Life

Giving myself permission to be free

At the beginning of last year, just after the new year’s celebrations and the whole back to work and School thing, I found myself feeling really weird.

In all honestly, I could not even label it, I just felt overcome by such a heavy energy and I really was not sure what it was about. I sat with it and basically just asked internally- what is going on!

I knew in time it would make more sense. It felt like an ending, but a reluctant one you know!- like I wasn’t sure if I was on board with it.

So, I sat with it some more…

But I knew!

I think I’ve known for a while- and for a fact! that I didn’t want to be the ‘old me’ anymore, I really did not want to do any of it anymore! and it was time to decide! – but something inside me would not let it go!

Initially I thought- why not!

 The thought of something new is exciting! so why am I holding back here- was I scared?

Yes, I was! On a very deep subconscious level I was scared.

I was saying: everything I had done for the last almost thirty years was not really me and I was tired of playing the role- and that is a very scary thing to have to admit to yourself. It brings up so many questions…

freedom lies in being bold – Robert Frost

Just to narrow this down a bit. For me in this moment it was about my career.

I hadn’t really worked full time since 2019 –

I was really happy to be home in 2020 (for obvious reasons) I accepted a temp assignment in 2021 for a short while and again in 2023- in 2022 I almost committed to an assignment but backed out.

Every time I did it. It just confirmed to me again and again that it was time to let it go- I just could not do it anymore! The Corporate world was just not for me anymore!
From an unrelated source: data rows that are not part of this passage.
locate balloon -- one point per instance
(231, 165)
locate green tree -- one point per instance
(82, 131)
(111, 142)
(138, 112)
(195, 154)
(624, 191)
Lol, I really have to laugh at myself. Normally I am as smart as a whip, I must say! I can learn new things effortlessly and I mean I also have many years of experience to draw from – BUT

This time I was so uninterested – I could not even hide it.

For the most part I kept on thinking: I am so bored! And when can go home? – lmao!

I was at a crossroad!

I wondered why walking away from this was such a scary thing, considering that it was really never easy for me to begin with.

 It always felt difficult, like going against the grain. There was a side of me that believed that I had to work a normal job for a salary, but another part of me pushed against it- and- only realizing it now, looking back, I think I acted out -without even knowing it- so I was a definite hostile participant

and

to be honest

the environment was hostile to me in return

 and still it was difficult to let it go.

Why!

  Why does release feel so much like giving up!

Especially when you don’t know what’s next. When you can’t answer the questions that fill your thoughts anxiously- if not this, what will you do? What else can you do it? Will you make a success of it? Or do you just want to do nothing now!

I realized that there was a part of me that identified with working in the corporate sector so strongly, like it was who I am – but I know it’s not- it was just what I did!

I also thought others would judge me as a failure just for walking away- but I think it was mainly me, my own judgement toward myself!

Because honestly, I’ve never been one to concern myself with what other people think.

 Why! Are we so hard on ourselves!

My mother was the dominant figure in my life growing up, my Dad was quite passive. She was a primary school teacher and believed that if you want something in life you have to go out and make it happen – you have to work hard! Not doing anything – or something considered to be silly was not an option – and especially for me being the first born.

So, I think I just fell into the first thing and ran with it, and told myself I didn’t have the luxury of exploring. Being the first born does come with a little extra pressure, whether we like it or not.

Studying full time was also not an option, so I just had to find the job first and then take it from there.

When I read this, it made so much sense…

freedom means the opportunity to be what we never thought we would be – Daniel J Boorstin

Dr. Joe Dispenza says that 95% of who we are by the time we are 35 is programmed – think about that for a second or just read it again- let it sink in. 95%!

So of course it would be hard, or even scary to walk away from a life you know. To set yourself free from that could be quite devastating!

Maybe even especially for my generation (Gen X) – we were not encouraged to dream really! We just had to suck it up and get on with it!

So essentially It is letting go of a believe– and that is one of the hardest things to do – it is so deeply rooted in us, that in so many cases we can’t see beyond that.

The truth is, this is the best time to be alive really, we are freer than we have ever been. For the most part everyone is so busy living their own truth that nobody should really worry about being judged.

In many cases though people still very much cling to a life that they can only complain about for the sake of safety.

No judgement!

We can only do what we are brave enough to do- and one should always make the decision that is right for you.

I can’t do that anymore!

So the thing I want to do now, is the thing that truly resonates with my soul. I do not want to be stuck in an Office all day long.

The world has changed so much, and a part of me almost feel like I am late to the party and that I should have done this a long time ago- but, better late than never!

I have a vision; I am playing the long game – and this blog is step one!

So, this is what I tell myself now: You are free! Free to do what makes you happy, you have value to add- in a field that sets your soul on fire- so go!

Let your new path unfold and reveal itself to you!